False colored scanning electron microscope image of prostate cancer tumor cell cluster captured in one of the >100,000 cluster traps on the Cluster-Wells.
Cancer cells that have detached from the primary tumor and flow into the blood circulation are called circulating tumor cells (CTCs), and they may become seeds for the growth of additional tumors. Clusters of CTCs, while extremely rare, are 100 times more efficient at spreading cancer than single CTCs.
Until now, technology has been limited in detecting CTC clusters. But in a study recently published in Nature Communications, researchers at Winship Cancer Institute of Emory University and Georgia Institute of Technology have developed a device that reliably and efficiently detects cell clusters that spread cancer, enabling minimally invasive prognosis and diagnosis and improving the clinical management of cancer.
The research led by corresponding author A. Fatih Sarioglu, PhD, MS, a member of the Cancer Immunology Research Program at Winship Cancer Institute of Emory University and assistant professor in the School of Electrical and Computer Engineering at Georgia Institute of Technology, developed a novel device called Cluster-Wells; this device detects and collects CTC clusters from peripheral blood. It is designed to be disposable and have low manufacturing cost to make it accessible in a variety of research and clinical settings.

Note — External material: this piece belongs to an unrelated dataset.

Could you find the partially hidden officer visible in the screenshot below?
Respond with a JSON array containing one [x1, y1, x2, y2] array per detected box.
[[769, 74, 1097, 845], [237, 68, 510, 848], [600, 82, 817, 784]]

"The technology allows routine biopsies on patients' cells that are spreading inside the body," said Sarioglu. "Studying these cells can provide information on the patient’s tumor that can help doctors develop effective treatment strategies."
Historically, it has been difficult to reliably and efficiently isolate viable CTC clusters because the technologies used for CTC isolation weren't sensitive and specific enough as they were calibrated to detect single cells, not clusters. What’s more, CTC clusters can reorganize themselves as single-file, chain-like structures and slip through extraordinarily fine "sieves." The higher shear forces experienced during microfiltration could also damage CTC clusters or break them into single cells. Recent microfluidic chips specifically made to target CTC clusters are relatively more sensitive, but they also risk damaging the clusters because of their processing rates.
To address these limitations, Sarioglu and his team co-developed Cluster-Wells, a device that is both more sensitive and more efficient in its processing rate than previous technologies. It gently isolates small and large CTC clusters from unprocessed whole blood specimens without needing to target tumor-specific antigens. The Cluster-Wells can filter CTC clusters as tiny as a single cell—from blood samples of people with all sorts of cancers.
Finding CTCs in circulation means the primary tumor is already shedding cancer cells that can eventually lead to metastasis "if the seed matches the soil," said Sarioglu. "Isolating these tumor cells will provide the information that can be used to treat them effectively and potentially lead to the development of therapies that can target cancer metastasis."
Other Winship researchers who collaborated on this research include: Mehmet Asim Bilen, MD, associate professor, Department of Hematology and Medical Oncology at Emory University School of Medicine and director of Winship's Genitourinary Medical Oncology Program; Omer Kucuk, MD, professor and Correll Chair in Genitourinary Cancer in the Department of Hematology and Medical Oncology at EUSM; Carlos S. Moreno, PhD, associate professor, Department of Pathology and Laboratory Medicine, and Bioinformatics at EUSM and member of Winship's Cell and Molecular Biology Research Program; Bassel Nazha, MD, MPH, assistant professor, Department of Hematology and Medical Oncology at EUSM and member of Winship's Discovery and Developmental Therapeutics Research Program; and Martin G. Sanda, MD, professor and chair, Department of Urology at EUSM, and director of Winship's Prostate Cancer Center.